When building the Flask API layer of our Budget Tracker, TDD provided a clear path for iterative development. Each test defined a specific endpoint and its expected behavior:

def test_add_expense_endpoint(self):
    response = self.client.post('/expense', json={
        'amount': '45.99',
        'category': 'Groceries',
        'date': '2025-04-02',
        'description': 'Weekly grocery shopping'
    })
    self.assertEqual(response.status_code, 201)
    data = json.loads(response.data)
    self.assertIn('id', data)

Amazon Q used these tests to generate not just the endpoint implementation, but also proper request validation, error handling, and response formatting - all aligned with the test expectations.

The Hybrid Approach: Getting the Best of Both Worlds

While TDD proved more effective with Amazon Q, I didn't abandon BDD entirely. Instead, I adopted a hybrid approach:

  1. Start with BDD to define high-level requirements and user stories

  2. Translate these into TDD test cases to provide detailed implementation guidance

  3. Use Amazon Q to generate code based on the test cases

  4. Iterate on the tests and implementation as needed

This approach gave Amazon Q both the "what" (from BDD) and the "how" (from TDD), resulting in higher quality code with fewer iterations.

Conclusion: TDD as the Secret Weapon for LLM-Powered Development

When working with LLM-based coding assistants like Amazon Q Developer, Test-Driven Development provides the rich, detailed context that these models need to generate precise, high-quality code.
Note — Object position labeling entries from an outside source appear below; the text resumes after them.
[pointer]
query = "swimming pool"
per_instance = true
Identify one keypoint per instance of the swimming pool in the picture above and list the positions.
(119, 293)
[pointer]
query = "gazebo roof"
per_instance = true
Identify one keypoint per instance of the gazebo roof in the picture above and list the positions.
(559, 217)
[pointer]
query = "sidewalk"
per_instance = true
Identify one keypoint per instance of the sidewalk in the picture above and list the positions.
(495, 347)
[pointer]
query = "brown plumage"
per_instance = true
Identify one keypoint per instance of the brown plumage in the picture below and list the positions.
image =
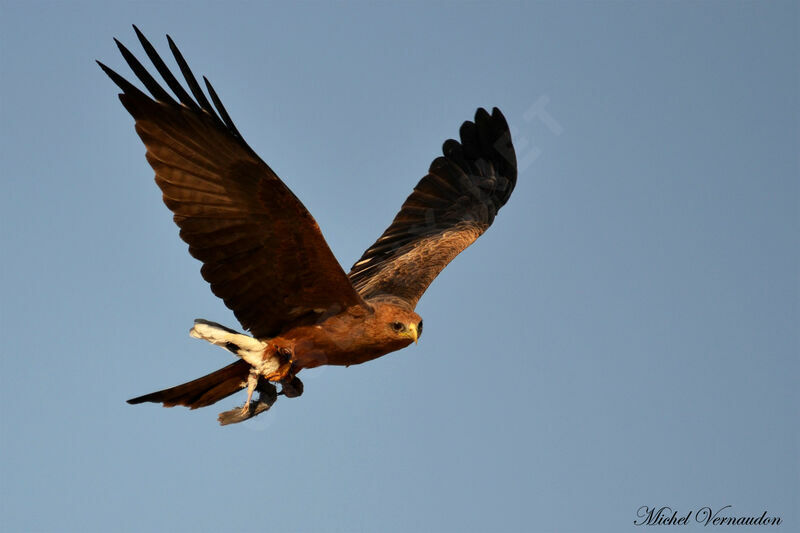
(264, 255)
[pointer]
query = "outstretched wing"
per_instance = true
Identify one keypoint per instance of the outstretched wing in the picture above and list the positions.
(450, 207)
(262, 251)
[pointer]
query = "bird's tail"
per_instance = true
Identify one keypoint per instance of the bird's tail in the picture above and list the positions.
(202, 391)
(212, 388)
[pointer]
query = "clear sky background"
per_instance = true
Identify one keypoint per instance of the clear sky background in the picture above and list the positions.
(626, 334)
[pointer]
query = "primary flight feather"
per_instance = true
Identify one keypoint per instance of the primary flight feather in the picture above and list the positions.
(263, 252)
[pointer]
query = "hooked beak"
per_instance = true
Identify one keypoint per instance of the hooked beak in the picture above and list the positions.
(412, 328)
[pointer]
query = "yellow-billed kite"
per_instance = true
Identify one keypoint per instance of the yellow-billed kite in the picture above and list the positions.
(264, 255)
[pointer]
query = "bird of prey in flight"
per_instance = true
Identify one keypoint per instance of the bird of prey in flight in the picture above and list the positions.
(265, 257)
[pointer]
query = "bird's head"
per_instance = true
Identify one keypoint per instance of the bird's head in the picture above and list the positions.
(398, 324)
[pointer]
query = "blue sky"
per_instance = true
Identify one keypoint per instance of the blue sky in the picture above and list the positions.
(624, 335)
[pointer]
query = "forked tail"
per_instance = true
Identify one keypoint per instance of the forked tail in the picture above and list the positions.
(203, 391)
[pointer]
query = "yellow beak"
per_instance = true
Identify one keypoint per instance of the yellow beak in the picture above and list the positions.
(412, 328)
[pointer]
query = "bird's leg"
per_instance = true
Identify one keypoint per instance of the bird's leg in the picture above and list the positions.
(252, 381)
While BDD helps define what your application should do from a user's perspective, TDD tells the AI exactly how it should be implemented.

In our Budget Tracker project, this approach led to:

  • Fewer iterations to get the code right

  • More precise implementation of features

  • Better handling of edge cases and errors

  • A clearer development path from core functionality to API endpoints

For developers looking to maximize the effectiveness of AI coding assistants, starting with well-defined test cases might be the most powerful approach you can take. The tests not only guide the AI but also serve as documentation and validation for the generated code - a win-win for development efficiency and code quality.

As LLM-based development tools continue to evolve, the developers who can provide the most precise context through methodologies like TDD will be the ones who harness their full potential.